Interview

MELISSA ZEXTER

Italiano (Italian)

*Featured photo: Cardinal Silver gelatin print, thread 20×24”. Copyright Melissa Zexter

Melissa Zexter works with hand embroidery on the photographs she takes. Her work combines a modern and reproducible technique with traditional manual practice. Her research explores the three-dimensional aspect of photography, investigating questions of memory and identity. Through her embroidery, Zexter creates unique photographs that can no longer be replicated, thus commenting on the extreme proliferation of images in contemporary society.
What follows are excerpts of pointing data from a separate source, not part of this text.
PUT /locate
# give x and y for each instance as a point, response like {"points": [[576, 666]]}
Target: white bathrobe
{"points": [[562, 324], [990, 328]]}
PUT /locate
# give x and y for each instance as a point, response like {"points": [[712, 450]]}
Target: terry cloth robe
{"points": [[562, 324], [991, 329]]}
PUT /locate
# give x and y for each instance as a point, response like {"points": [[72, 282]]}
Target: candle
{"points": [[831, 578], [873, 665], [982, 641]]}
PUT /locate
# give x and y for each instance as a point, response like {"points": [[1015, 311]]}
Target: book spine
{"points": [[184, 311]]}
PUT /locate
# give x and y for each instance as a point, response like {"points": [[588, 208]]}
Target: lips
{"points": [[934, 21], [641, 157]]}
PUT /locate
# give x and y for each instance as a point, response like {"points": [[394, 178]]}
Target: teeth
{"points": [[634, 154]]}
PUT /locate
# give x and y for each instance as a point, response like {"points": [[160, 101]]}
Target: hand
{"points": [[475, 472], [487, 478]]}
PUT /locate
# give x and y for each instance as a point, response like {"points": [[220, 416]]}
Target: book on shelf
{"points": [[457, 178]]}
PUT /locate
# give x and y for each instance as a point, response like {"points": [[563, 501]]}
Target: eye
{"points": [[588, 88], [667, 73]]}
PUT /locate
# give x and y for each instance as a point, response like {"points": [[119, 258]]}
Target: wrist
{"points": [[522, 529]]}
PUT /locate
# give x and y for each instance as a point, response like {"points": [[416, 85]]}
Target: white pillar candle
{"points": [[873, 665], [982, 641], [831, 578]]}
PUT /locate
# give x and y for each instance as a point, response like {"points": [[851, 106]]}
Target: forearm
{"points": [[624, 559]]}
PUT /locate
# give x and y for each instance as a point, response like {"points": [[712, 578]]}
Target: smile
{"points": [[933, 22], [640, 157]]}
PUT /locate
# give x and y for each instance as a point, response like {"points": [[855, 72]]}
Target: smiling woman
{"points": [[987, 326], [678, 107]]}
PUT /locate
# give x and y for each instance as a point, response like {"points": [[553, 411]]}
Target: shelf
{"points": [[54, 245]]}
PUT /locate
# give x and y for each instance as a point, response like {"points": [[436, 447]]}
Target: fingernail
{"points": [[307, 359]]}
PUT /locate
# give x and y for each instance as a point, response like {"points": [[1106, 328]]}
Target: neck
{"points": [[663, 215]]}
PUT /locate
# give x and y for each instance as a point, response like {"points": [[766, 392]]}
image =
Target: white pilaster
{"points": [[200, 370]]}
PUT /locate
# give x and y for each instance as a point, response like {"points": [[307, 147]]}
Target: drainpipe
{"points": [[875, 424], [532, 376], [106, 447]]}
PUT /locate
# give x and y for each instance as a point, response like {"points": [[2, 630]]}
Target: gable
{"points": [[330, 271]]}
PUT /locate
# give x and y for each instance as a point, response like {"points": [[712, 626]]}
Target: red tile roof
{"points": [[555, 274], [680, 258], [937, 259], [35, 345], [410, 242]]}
Born in Rhode Island, Melissa Zexter lives in Brooklyn, New York. She holds a BFA in Photography from the Rhode Island School of Design and an MFA from New York University. She has exhibited internationally and in private galleries and institutional venues, including Muriel Guepin Gallery NY, Triennale di Milano, Fuller Craft Museum (MA), Robert Mann Gallery NY and Bronx Museum of the Arts. Her work has been published and reviewed in numerous publications, including AfterImage, ELEPHANT, Juxtapoz, The New York Times, The Boston Herald, The New Yorker, Art New England, BUST and New York Magazine.

In this interview for ArteMorbida, she tells us about her work and research.

Letter from My Mother Thread, archival pigment print 8.5x11”. Copyright Melissa Zexter

How did the thread come into your art?

I have been combining the two mediums of photography and thread for over 20 years.
As I expanded the possibilities of photography, I incorporated a variety of mixed media techniques with photography. During an artist residency in upstate New York, (in 1999), I began making paper and sewing figurative narratives directly into the paper. The natural progression led me to embroider onto my photographs that featured images of figures. I always loved hands on techniques in addition to the immediacy of photography. As I created these early works,  hand sewing allowed me to draw with a needle and thread, to create curved lines and to create an intimacy between the object, the viewer, and myself.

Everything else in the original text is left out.